Multiple agencies have been involved in his case, and each of them has addressed those needs from their perspective. Unfortunately, this “piecemeal” approach does not address the entirety of who he is and what he needs. Yet, this is how the system of care for such persons operates.
It is only within the last week that these agencies have come together to address the entire spectrum of problems Sameer represents. While I as Pastor, and the members of my congregation, have been praying for, visiting, and helping with medical appointments, etc., the combined agencies have seen only their part of the wholeness that is this precious child of God.
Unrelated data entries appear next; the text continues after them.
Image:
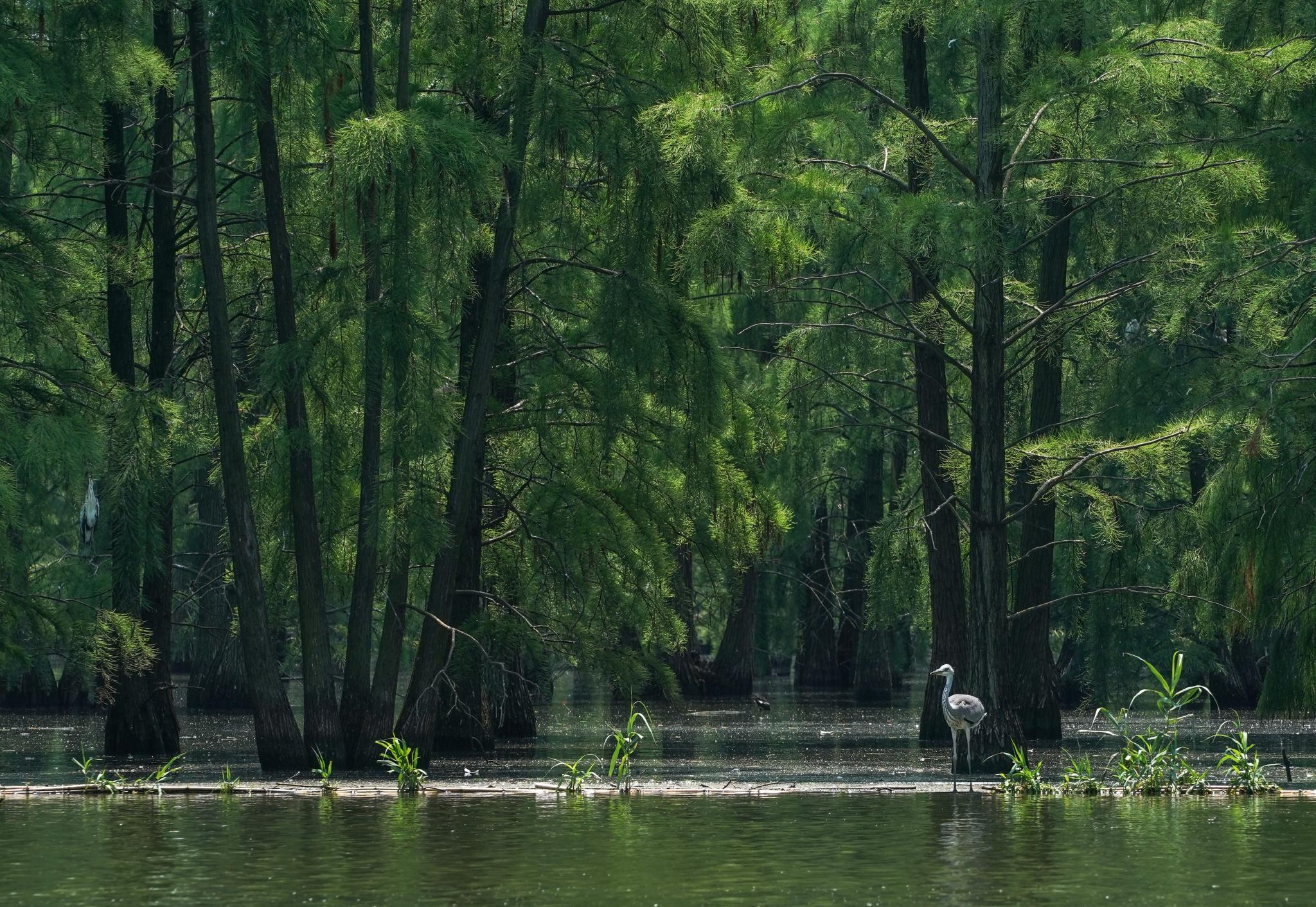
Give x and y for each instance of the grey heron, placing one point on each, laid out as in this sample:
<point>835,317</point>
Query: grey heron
<point>963,712</point>
<point>90,514</point>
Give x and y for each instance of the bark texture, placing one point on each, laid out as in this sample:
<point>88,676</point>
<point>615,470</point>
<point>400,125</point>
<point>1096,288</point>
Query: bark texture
<point>277,735</point>
<point>932,399</point>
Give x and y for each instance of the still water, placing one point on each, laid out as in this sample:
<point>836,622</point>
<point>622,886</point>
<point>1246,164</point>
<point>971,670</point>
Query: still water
<point>650,849</point>
<point>794,849</point>
<point>806,737</point>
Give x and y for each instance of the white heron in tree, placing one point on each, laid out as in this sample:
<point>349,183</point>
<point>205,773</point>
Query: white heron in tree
<point>963,712</point>
<point>90,514</point>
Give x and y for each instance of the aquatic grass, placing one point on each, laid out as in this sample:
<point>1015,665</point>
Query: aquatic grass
<point>625,744</point>
<point>574,775</point>
<point>98,780</point>
<point>1155,761</point>
<point>403,762</point>
<point>1022,779</point>
<point>323,770</point>
<point>1080,777</point>
<point>161,775</point>
<point>1244,771</point>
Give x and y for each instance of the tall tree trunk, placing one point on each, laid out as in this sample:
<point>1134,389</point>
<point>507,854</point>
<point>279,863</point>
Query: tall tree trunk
<point>141,718</point>
<point>815,662</point>
<point>733,665</point>
<point>277,736</point>
<point>323,732</point>
<point>355,677</point>
<point>383,689</point>
<point>1033,674</point>
<point>932,399</point>
<point>689,664</point>
<point>218,676</point>
<point>420,707</point>
<point>871,676</point>
<point>989,552</point>
<point>158,573</point>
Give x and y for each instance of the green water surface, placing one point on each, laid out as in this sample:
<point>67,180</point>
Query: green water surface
<point>796,849</point>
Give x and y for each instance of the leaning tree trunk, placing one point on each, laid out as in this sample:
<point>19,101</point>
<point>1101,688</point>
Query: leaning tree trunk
<point>323,732</point>
<point>420,709</point>
<point>871,674</point>
<point>141,718</point>
<point>355,681</point>
<point>383,689</point>
<point>733,665</point>
<point>989,552</point>
<point>277,736</point>
<point>815,662</point>
<point>932,399</point>
<point>158,570</point>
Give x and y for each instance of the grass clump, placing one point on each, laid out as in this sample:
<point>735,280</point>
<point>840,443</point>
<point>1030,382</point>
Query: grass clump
<point>574,775</point>
<point>323,771</point>
<point>403,762</point>
<point>1155,761</point>
<point>625,744</point>
<point>1244,771</point>
<point>1022,779</point>
<point>1080,779</point>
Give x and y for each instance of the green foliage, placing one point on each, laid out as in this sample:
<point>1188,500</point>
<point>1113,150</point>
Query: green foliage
<point>1078,777</point>
<point>1244,771</point>
<point>1022,779</point>
<point>1153,761</point>
<point>403,762</point>
<point>577,773</point>
<point>709,319</point>
<point>98,779</point>
<point>625,744</point>
<point>161,773</point>
<point>323,770</point>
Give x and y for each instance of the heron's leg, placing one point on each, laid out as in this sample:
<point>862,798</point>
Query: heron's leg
<point>969,752</point>
<point>954,759</point>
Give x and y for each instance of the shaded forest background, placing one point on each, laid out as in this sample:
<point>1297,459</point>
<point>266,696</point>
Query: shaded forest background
<point>416,352</point>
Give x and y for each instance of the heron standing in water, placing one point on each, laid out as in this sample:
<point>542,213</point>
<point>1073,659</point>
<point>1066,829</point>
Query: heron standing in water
<point>963,712</point>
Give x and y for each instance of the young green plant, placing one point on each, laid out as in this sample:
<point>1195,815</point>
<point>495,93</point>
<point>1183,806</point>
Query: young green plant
<point>324,773</point>
<point>403,762</point>
<point>574,775</point>
<point>625,744</point>
<point>1244,771</point>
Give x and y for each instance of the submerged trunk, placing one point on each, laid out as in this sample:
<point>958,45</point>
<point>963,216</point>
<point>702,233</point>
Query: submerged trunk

His is not the only case which presents with multiple, severe, and seemingly unsolvable problems. That is, perhaps, the saddest part of his story. While the family have been told “if you can’t control your child, we don’t want you here,” we have heard Christ’s words of welcome for children, for the disabled, for the least desirable. “For of such is the Kingdom of Heaven” has real meaning.
I write asking for prayers for this mother, for Sameer, and for his brother. I also write, asking that we, as United Methodists, pray for and work toward a health-care system that is willing to address these multiple-problem cases, rather that shunning them. They are far more common than we might wish to believe.